There are a number of films that put a hard time stamp on themselves, and “Congo” is one that is very telling of its time but not for the right reasons. I can remember enjoying this movie a lot as a kid, especially coming off the previous Michael Crichton adaption “Jurassic Park.” Unfortunately for “Congo,” whatever brilliance Steven Spielberg was able to pull from the pages with dinosaurs is completely missing here. But even with the magic missing, “Congo” is so bad its good. It falls just shy of being great by taking itself a little too seriously and not going full parody.
Based on the book by Michael Crichton, “Congo” follows TraviCom electronics expert Karen Ross (Laura Linney) who must travel to the Congo to locate possible survivors of their mysteriously missing crew. She may also be sent by her boss to recover flawless diamonds that can be used for communications, or more likely weapons. Hitching a ride with Primatologist Peter Elliot (Dylan Walsh) and his sign language speaking gorilla Amy and a couple of rag tag guides and criminals, they are dropped into a country in chaos and a jungle full of horrors they never imagined.
If this was the only plot of the film, it would probably make more sense and be easier to follow. Sadly, that isn’t the case here. It seems the film didn’t learn from previous adaptions to have a focused story, rather opting to throw every possible subplot and character from the 348 page book into 103 minute film. The problem then becomes that the film requires the audience to accept some of the most bizarre premises without an justification to do so. It downright comical the way things move along in this film, and the loose attempts to thread all of the characters together is mind numbing if you give it any more than a quick thought. Truthfully, there is almost no reason that any of these characters should ever meet, let alone trek through the African jungle together.
There are a lot of characters in “Congo” many of whom are played by actors that make you go “Oh wow, they’re in this movie too?” more than once.

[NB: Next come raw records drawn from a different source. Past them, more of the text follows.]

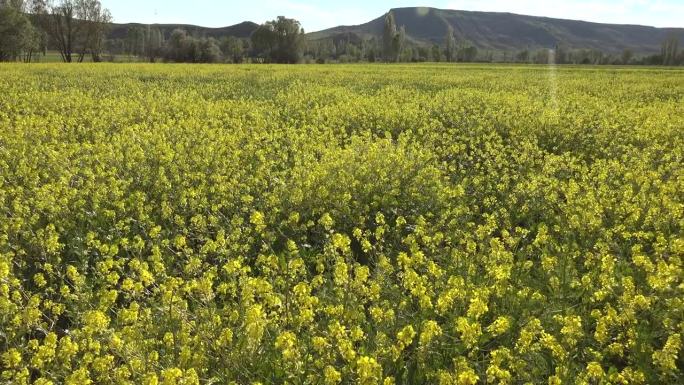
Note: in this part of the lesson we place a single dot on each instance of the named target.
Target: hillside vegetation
(186, 225)
(507, 31)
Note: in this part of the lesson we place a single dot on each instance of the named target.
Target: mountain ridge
(506, 31)
(495, 31)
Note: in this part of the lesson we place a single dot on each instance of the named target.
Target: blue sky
(316, 15)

In addition to the aforementioned Laura Linney and Dylan Walsh, the film also adds Ernie Hudson, Tim Curry, and Joe Pantoliano. Even Bruce Campbell makes a cameo in this film. You would think a film packed with this many recognizable names would be a surefire hit, but “Congo” serves as a reminder that great actors can’t always make a bad film better. The film earned 7 Razzie nominations that year, including worst new star Amy the talking Gorilla and worst supporting actor Tim Curry. Although to be fair, Curry seems to be the only one aware of the film that is actually being made, trading seriousness for over the top caricature.

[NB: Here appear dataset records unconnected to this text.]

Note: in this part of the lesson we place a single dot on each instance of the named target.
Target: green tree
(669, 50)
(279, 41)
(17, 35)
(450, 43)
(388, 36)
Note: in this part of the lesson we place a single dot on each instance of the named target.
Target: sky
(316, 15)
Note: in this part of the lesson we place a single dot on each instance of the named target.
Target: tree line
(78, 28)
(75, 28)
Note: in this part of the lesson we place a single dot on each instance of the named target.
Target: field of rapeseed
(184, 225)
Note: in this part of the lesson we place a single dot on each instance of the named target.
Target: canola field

On top of a convoluted plot and unbelievable characters, “Congo” is one of those rare films where practical effects goes wrong. Every gorilla is clearly a person in a suit, and it is comically bad on screen. Not just for the times, either. There are moments where you can clearly see the zippers on some of them, making it hard to believe any interactions with them. Even their jungle is clearly a sound stage, trading in film locations for calculated images of what someone thinks the African jungle looks like. It becomes more noticeable the longer the film goes on, making it difficult for the viewer to know whether they should buy it or just laugh out loud.
Despite all of this, “Congo” is still fun to watch. There is a lot wrong with this film, but it is also very funny both intentionally and unintentionally. Part of me wishes the film abandoned any attempts to be taken seriously and go all in on the camp. It has its moments where it seems to embrace it, but not enough to hold up under the slightest scrutiny. It’s hard to imagine that anyone thought that a talking gorilla, an ancient lost city, super powered diamonds, and of course killer crazy white apes should be taken seriously. Unfortunately, someone did and the film ends up becoming a hard sell rather than a silly adventure comedy.
With all of its flaws, “Congo” comes down to how you choose to view the film. If you can’t forgive its outrageous premise and terrible gorilla costumes, no one would blame you for not enjoying the film. Even a fan can admit it’s bad. Likewise, if you’re willing to remove anything pawned off as realism and accept that it is an inadvertent parody of itself, the film is actually more enjoyable than it should be. I prefer the latter, and even after 25 years I’m not willing to put “Congo” on the endangered species list.